4. Taylor, Lin, and Lisa Wang. 2023. “Pacific islanders head to Australia for jobs as climate fears grow.” Taipei Times.
5. Nabi, Ijaz. 2023. “Responding to Pakistan floods.” Brookings.
6. Haider, Mehtab, Asim YasinISLAMABAD, and Shehbaz Sharif. 2023. “Geneva conference: Donors pledge over $10.5bn for Pakistan.” The News International.
7. Canetti, Tom. 2023. “’Mass exodus on a biblical scale’: UN warns New York, London, Shanghai to be impacted by rising sea levels.” SBS.
8. Jenkins, Keira. 2022. “The Torres Strait Islanders fighting to save their homes from the rising tide.” SBS.
9. Office of the United Nations High Commissioner for Human Rights. 2022. “Australia violated Torres Strait Islanders’ rights to enjoy culture and family life, UN Committee finds.” OHCHR.
10. United Nations Environment Programme. n.d. “Who are environmental defenders? | UNEP.” UN Environment Programme. Accessed March 2, 2023.

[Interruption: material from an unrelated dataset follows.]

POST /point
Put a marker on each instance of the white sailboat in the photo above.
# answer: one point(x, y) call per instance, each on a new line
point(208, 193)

11. Hale, Matthew. 2022. “The Critical Role of Environmental Rights Defenders—and the Risks They Face.” Freedom House.
12. Knox, John H. 2022. “Environmental human rights defenders (EHRDs): risking their today for our tomorrow.” Universal Rights Group.
13. United Nations Climate Change – Events. 2022. “Frontline Solutions to the Climate Crises: How communities adapt, respond, and fight Climate Change.” YouTube.